Öfkeyle nefes alıp verdi. Bu adam sinirlerini bozuyordu adeta. Onunla baş edemeyişi Evra'yı daha da öfkelendiriyordu. İlhan'ın onu tekrar yakınına çekmesine müsaade etmek zorunda kaldı. Bu adam onu bu şekilde mi cezalandırıyordu?
Sırtını onun göğsüne değdirmeme çabası onu oldukça yoruyordu. Bu şekilde hareketsiz kalmayı daha ne kadar dayanabilirdi bilmiyordu. İlhan kendi gibi yenilmez güçlü atını yavaşlatınca dalgınca baktığı yoldan gözlerini genç adama çevirdi.
İlhan genç kızın yüzüne hiç bakmadan, "Burada bir iki saat dinleneceğiz," dedi. Atından hızlı bir şekilde indi. Evra'yı belinden tutup aşağıya çekecekken genç kız onu durdurdu. Belinde tuttuğu ellerini ufak elleriyle çekmeye çalıştı. "Ben kendi başıma attan inebilirim, senin yardımına ihtiyacım yok."
İlhan rahat bir şekilde gülümsedi ve ellerini genç kızın belinden çekti.
"İyi in bakalım ama dikkat et atım seni düşürmesin. Yabancılara karşı pek anlayışlı değildir."

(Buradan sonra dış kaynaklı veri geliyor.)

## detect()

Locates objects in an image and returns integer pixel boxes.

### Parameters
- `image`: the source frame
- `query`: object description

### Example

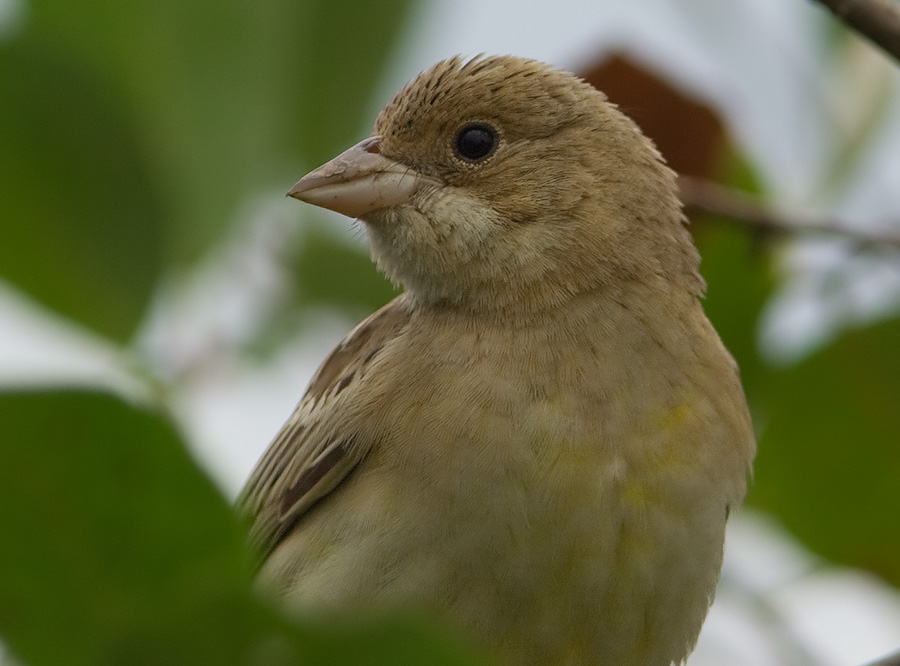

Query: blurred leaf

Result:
[750,319,900,584]
[20,0,411,264]
[0,39,162,340]
[0,393,486,666]
[297,227,400,313]
[695,216,773,416]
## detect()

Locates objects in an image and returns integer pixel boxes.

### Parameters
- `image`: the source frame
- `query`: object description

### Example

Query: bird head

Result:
[289,56,703,315]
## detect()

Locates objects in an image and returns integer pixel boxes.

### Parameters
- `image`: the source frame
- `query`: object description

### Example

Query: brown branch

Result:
[678,176,900,250]
[818,0,900,62]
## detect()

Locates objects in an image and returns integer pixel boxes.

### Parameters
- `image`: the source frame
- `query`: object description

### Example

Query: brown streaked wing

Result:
[237,296,409,563]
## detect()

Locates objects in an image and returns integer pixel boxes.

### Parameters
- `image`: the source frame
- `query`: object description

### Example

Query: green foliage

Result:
[0,0,411,340]
[0,393,488,666]
[0,36,163,340]
[0,0,900,652]
[751,319,900,584]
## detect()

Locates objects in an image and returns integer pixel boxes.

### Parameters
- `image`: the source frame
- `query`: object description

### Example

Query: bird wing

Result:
[238,296,410,564]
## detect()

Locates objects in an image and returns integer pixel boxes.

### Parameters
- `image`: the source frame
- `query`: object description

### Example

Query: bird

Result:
[238,55,756,666]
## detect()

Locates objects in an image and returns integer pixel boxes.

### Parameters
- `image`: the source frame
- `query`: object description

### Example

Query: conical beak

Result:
[288,136,423,217]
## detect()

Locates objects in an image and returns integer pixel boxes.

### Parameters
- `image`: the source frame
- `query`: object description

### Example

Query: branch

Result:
[678,176,900,250]
[818,0,900,62]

"Atın da aynı senin gibi o zaman. Ama merak etme ben kolay kolay attan düşmem." Bunu söylerken Evra atın simsiyah saçlarını öpüyordu. Küçük elleriyle başını okşadı ve sonra attan tecrübeli bir hamleyle aşağıya indi. Atları uysallaştırma konusunda fazlasıyla tecrübe sahibiydi. En huysuz atı bile kolayca dizginleyebiliyordu.

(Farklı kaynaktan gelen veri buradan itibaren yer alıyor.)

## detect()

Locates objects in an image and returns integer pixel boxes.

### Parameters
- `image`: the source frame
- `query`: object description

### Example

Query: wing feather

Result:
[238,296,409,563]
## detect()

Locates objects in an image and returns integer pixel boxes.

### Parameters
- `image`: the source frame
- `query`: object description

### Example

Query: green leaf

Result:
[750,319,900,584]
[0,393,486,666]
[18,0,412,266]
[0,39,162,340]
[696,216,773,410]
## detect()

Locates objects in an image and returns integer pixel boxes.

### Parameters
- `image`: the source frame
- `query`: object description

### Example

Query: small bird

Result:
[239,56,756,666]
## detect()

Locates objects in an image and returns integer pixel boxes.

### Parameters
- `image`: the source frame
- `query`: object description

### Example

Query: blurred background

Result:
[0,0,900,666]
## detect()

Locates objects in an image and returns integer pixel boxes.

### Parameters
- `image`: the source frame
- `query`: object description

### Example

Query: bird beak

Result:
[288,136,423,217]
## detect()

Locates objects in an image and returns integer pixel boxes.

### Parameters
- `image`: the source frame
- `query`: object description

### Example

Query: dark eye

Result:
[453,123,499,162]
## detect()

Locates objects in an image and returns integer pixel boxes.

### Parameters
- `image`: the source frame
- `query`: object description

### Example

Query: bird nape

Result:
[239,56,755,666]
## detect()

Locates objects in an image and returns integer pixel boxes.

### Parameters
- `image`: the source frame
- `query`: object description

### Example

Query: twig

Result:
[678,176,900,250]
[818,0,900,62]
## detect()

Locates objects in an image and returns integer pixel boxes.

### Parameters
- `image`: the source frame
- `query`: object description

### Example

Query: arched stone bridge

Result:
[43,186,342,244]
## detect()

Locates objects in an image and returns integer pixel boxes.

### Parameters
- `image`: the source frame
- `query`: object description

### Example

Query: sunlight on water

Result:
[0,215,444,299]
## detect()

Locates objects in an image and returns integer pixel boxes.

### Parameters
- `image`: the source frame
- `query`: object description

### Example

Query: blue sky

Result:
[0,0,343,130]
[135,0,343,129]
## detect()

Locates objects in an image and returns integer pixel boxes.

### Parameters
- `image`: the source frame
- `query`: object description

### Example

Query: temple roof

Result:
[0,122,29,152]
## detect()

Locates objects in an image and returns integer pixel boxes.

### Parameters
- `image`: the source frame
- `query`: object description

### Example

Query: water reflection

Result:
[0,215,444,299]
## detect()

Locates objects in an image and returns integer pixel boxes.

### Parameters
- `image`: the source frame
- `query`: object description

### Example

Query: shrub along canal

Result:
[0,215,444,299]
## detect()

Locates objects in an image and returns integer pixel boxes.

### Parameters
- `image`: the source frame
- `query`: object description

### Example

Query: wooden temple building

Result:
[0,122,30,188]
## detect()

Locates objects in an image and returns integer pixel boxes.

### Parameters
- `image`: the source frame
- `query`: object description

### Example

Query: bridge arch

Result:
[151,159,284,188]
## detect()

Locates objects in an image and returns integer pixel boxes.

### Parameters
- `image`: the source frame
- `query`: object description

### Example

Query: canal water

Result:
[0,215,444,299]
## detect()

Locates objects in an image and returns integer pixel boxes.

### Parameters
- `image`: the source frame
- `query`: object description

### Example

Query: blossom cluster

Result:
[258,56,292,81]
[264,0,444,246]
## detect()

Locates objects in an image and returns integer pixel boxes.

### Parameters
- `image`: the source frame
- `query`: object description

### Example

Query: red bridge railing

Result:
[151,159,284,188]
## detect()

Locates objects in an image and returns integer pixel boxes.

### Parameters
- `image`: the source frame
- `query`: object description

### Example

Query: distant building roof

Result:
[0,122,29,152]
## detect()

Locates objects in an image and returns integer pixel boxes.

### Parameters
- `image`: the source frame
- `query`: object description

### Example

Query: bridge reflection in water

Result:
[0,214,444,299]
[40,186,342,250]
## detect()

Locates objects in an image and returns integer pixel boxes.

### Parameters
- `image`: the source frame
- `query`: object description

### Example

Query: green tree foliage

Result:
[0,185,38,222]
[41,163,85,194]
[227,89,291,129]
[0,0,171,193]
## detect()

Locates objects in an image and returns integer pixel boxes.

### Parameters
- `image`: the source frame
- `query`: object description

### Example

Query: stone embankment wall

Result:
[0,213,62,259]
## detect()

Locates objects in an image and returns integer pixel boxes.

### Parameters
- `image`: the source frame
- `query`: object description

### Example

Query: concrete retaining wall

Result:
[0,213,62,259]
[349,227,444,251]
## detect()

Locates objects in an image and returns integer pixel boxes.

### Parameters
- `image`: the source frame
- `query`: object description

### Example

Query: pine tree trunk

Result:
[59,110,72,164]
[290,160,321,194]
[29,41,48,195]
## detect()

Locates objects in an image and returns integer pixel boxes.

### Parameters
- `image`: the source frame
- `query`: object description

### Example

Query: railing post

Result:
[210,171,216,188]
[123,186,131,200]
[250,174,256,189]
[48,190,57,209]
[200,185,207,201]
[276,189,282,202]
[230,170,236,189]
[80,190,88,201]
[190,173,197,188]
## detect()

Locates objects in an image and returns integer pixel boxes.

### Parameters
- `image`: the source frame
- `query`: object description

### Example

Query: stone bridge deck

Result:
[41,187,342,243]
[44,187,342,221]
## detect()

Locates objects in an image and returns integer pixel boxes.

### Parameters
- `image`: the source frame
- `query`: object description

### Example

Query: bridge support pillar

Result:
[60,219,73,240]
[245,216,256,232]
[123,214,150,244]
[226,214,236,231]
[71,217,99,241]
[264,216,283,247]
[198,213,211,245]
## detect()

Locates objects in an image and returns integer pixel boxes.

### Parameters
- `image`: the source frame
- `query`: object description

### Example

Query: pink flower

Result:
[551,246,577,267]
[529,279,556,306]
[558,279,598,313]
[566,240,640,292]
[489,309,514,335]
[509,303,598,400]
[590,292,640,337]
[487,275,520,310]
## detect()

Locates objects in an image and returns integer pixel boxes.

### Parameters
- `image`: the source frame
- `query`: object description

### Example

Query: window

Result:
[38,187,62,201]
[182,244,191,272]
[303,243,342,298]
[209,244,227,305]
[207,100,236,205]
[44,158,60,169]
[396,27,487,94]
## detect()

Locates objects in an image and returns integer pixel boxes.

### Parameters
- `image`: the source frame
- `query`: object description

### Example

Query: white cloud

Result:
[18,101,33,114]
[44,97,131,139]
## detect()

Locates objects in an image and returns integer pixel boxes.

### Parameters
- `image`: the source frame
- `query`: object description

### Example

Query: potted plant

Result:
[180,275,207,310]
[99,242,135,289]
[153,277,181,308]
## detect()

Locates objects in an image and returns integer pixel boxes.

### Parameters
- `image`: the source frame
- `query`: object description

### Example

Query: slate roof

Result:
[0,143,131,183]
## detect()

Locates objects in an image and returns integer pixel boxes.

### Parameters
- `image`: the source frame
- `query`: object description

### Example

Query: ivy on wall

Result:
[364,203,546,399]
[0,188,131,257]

İlhan, Evra'nın atlarla olan ilişkisine yarı şaşkınlık yarı hayranlıkla izliyordu. Hemen kendine gelerek genç kızın verdiği asi cevaplarına karşılık başını iki yana salladı ve homurdandı.
"Şuradaki gölün yanına gidiyoruz İlhan, Mehmet de yanımızda..." Kadir, İlhan'ın arkasından sesleniyordu.
"İyi, bizde geliyoruz."
Tertemiz gölde ellerini yüzlerini yıkadıktan sonra herkes bir ağacın önünde sırtını dayamış oturuyordu. Geceyi aydınlatan ayın ışığı göle yansıyordu. Çimin üzerine Mustafa bir örtü serdi. Savaşçılar çantalarından bir önceki handan aldıkları yiyecekleri çıkarıyor ve örtünün üzerine koyuyorlardı.

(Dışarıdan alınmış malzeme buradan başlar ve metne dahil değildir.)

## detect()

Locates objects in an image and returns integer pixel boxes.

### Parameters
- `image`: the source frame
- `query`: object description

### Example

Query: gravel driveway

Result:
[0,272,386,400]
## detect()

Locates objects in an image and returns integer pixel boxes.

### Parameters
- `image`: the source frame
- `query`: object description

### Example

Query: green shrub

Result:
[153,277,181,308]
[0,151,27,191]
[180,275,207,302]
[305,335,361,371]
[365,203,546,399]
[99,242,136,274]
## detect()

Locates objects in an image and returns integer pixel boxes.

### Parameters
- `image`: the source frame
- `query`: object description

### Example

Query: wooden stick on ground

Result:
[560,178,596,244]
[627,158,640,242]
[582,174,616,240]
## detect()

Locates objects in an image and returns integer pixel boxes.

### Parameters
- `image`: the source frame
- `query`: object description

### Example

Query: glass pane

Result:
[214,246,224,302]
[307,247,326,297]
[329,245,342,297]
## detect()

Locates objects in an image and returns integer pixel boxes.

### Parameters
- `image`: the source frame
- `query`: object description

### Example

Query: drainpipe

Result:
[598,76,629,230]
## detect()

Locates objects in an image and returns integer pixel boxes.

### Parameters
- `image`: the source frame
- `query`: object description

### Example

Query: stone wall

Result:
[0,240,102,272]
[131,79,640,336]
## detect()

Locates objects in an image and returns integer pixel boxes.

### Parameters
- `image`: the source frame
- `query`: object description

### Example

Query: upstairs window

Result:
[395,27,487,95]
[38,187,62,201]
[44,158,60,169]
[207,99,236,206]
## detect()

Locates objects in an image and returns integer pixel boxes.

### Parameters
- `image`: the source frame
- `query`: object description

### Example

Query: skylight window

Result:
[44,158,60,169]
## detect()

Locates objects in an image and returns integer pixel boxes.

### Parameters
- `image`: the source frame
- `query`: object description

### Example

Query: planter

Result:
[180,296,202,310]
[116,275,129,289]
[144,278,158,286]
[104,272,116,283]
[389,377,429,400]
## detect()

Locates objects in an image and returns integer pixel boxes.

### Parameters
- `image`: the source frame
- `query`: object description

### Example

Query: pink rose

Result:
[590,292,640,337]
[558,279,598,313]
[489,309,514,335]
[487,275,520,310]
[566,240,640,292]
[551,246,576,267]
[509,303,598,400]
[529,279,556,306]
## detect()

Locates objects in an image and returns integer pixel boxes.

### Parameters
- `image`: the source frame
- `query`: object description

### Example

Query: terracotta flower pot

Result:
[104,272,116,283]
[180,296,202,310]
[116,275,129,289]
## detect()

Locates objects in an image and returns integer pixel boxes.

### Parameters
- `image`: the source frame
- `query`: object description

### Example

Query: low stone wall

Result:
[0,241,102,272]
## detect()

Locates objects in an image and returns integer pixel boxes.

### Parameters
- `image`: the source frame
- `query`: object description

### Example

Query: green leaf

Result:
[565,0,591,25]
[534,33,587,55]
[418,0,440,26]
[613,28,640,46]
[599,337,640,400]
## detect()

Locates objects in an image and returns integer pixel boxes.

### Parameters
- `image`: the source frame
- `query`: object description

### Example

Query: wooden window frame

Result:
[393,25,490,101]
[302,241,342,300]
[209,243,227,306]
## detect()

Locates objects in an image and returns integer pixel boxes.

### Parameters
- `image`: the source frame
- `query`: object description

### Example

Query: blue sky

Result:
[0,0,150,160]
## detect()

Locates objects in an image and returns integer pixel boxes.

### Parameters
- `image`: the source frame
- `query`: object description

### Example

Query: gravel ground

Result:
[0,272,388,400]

Mehmet, kolları bağlı bir şekilde karşılarındaki ağacın önünde oturuyordu. Yüzündeki ifadeden çok öfkeli olduğu okunuyordu. Adeta tiksintiyle bakıyordu onlara. Savaşçılardan biri yiyecek bir şeyler götürdüğünde, "Sizin elinizden bir şey yiyeceğime ölürüm daha iyi!" dedi ve yiyeceği reddetti.
İlhan, bu sözleri duyduktan sonra yakışıklı yüzünü buruşturdu. "Bizim kalemizde bir süre misafir kalacağına göre açlıktan öleceksin o zaman."
"Bizi o kadar uzun süre kalende hapsedemeyeceksin Şahranbolu!"
Genç adam gerginlikten kasılmış güçlü bedeniyle hızlı bir şekilde ayağa kalktı. Uzun adımlarla Mehmet'in yanına vardıktan sonra onun çenesini kavradı. Evra bu manzara karşısında korkuyla bağırarak yanlarına koştu.
"Beni iyi dinle, yerinde olsam Kızılkara beyliğine o kadar çok güvenmezdim. Sesini kes ve hala sağ olduğuna şükret, yoksa..." İlhan, öfkeden Mehmet'in çenesindeki elini daha da güçlendirdi. Gözleriyle ateş saçıyordu.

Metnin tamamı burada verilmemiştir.